Pendant que d'autres candidats multipliaient les déclarations fracassantes et les polémiques médiatiques, Bello Bouba Maïgari, 72 ans, a choisi une stratégie différente : le terrain, encore le terrain, toujours le terrain. Yagoua, Maga, Kafou, Mokolo... Le président de l'Union Nationale pour la Démocratie et le Progrès (UNDP) a sillonné sans relâche les départements clés de l'Extrême-Nord, véritable poumon électoral du Cameroun.
Sa méthode ? Pas de grandes envolées lyriques, mais l'écoute. Partout où il est passé, le leader de l'UNDP est allé au contact direct des populations pour "toucher du doigt et comprendre leurs réalités quotidiennes". Une approche qui tranche avec le style clinquant de certains de ses adversaires.
Dans cette région confrontée à des défis majeurs — insécurité liée à Boko Haram, désertification, rareté de l'eau, chômage des jeunes — Bello Bouba Maïgari n'a pas promis la lune.
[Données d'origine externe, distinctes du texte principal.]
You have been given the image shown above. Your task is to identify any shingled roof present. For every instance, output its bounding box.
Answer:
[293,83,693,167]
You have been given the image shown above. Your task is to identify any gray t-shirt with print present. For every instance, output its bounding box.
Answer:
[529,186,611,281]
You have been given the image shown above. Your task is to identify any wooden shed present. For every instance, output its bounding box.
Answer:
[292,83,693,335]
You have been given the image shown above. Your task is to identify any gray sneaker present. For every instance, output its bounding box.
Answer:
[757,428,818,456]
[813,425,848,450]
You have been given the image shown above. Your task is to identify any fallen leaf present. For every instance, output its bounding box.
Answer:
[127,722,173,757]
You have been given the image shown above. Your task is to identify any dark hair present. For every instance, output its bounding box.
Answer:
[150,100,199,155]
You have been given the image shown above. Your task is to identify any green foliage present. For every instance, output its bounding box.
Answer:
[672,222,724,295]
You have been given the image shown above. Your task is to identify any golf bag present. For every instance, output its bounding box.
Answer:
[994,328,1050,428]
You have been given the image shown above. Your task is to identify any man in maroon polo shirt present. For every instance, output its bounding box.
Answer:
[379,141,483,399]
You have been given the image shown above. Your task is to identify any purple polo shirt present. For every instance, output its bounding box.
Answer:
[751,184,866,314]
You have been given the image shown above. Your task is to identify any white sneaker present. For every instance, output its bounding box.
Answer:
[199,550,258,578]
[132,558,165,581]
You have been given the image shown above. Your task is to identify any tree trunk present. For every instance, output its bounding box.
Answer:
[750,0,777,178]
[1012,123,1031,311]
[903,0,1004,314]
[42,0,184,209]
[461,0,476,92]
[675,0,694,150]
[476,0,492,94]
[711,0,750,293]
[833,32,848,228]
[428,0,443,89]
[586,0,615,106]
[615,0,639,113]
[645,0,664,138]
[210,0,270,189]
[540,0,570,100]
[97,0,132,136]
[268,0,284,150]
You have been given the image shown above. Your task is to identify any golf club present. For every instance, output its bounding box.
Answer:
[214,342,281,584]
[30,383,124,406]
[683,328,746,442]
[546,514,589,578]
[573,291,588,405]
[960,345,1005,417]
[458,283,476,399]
Il a parlé solutions concrètes : irrigation maîtrisée, relance agricole, programmes d'emploi décentralisés, infrastructures adaptées aux réalités locales.
"Je veux transformer l'Extrême-Nord en région d'opportunités, plutôt qu'en zone d'assistance permanente", a-t-il martelé dans ses différentes étapes. Un discours pragmatique qui semble avoir trouvé écho auprès des populations lassées des promesses non tenues.
C'est peut-être le secret le mieux gardé de cette présidentielle : l'UNDP reste la deuxième force politique du Cameroun. Avec près de 600 élus — maires, députés, sénateurs, conseillers municipaux et régionaux confondus — le parti de Bello Bouba Maïgari dispose d'un maillage territorial que peu d'opposants peuvent revendiquer.
Mais au-delà des chiffres, c'est la nature de cette base qui impressionne. Contrairement aux partis de circonstance qui fleurissent à chaque élection, l'UNDP s'appuie sur une "communauté de conviction et d'héritage politique". Dans de nombreuses localités du Grand Nord, l'adhésion au parti se transmet de père en fils, formant une colonne vertébrale militante "enracinée, disciplinée et profondément attachée à son leader".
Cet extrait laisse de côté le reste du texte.